That was the reason why he never raised his head at those times, never looked Kurogane in the face. He didn’t want him to see those shameful manifestations of his inhumanity: the fangs, the catlike golden shift of his remaining eye. It already had to be plain enough to the warrior that he was giving sustenance—giving something of his very life—to a monster. Fai didn’t want to make the reminder even more repulsive.
Even so, he was fairly sure Kurogane felt the fangs too; felt their edges just barely denting his skin, when Fai’s lips were pressed to the wound he offered. Fai wondered how the man could tolerate even being touched by them.
Sometimes, for a mere instant, the thought of actually using them was tempting. Sometimes he thought it would have been satisfying to sink his fangs deep into bleeding flesh, make Kurogane flinch in pain, exact a tiny amount of retribution for this horror he had insisted on condemning them both to bear…

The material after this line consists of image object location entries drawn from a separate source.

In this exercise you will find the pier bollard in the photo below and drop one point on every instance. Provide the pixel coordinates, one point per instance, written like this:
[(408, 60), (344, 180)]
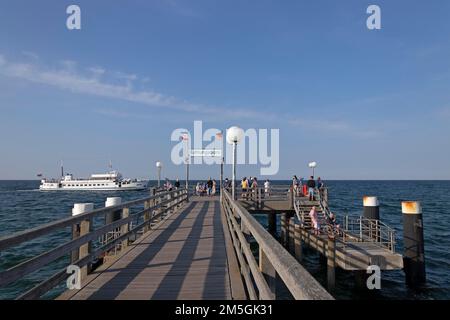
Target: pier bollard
[(372, 211), (298, 243), (111, 217), (331, 262), (413, 242), (79, 230), (147, 216), (272, 223), (292, 235), (283, 229), (269, 272), (153, 203), (125, 227)]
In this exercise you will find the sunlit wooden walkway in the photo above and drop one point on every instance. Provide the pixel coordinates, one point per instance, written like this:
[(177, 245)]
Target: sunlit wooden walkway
[(184, 257)]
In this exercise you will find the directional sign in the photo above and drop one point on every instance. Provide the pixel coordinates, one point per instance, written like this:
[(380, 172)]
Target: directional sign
[(205, 153)]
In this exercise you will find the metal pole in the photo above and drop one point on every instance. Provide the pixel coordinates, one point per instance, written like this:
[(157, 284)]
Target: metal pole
[(233, 187), (187, 178), (221, 179), (159, 177)]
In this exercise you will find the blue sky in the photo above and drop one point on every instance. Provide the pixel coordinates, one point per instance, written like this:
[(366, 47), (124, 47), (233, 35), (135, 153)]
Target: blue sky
[(363, 104)]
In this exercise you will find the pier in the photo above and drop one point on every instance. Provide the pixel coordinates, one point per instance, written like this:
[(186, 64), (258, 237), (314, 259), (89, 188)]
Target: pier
[(175, 245)]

But that wasn’t really Fai. It was only the dark, animal impulses this beastly condition had instilled in him. When he realized that, he would feel deeper humiliation. He would quickly withdraw, even when his appetite was not yet completely sated.
He gladly would have starved to death, rather than submit to his vile need. From the start, he tried to deny it, to refuse it; but after the first two days, when he began to weaken visibly, Kurogane had calmly threatened to pin him to the wall with his blade and force him to drink.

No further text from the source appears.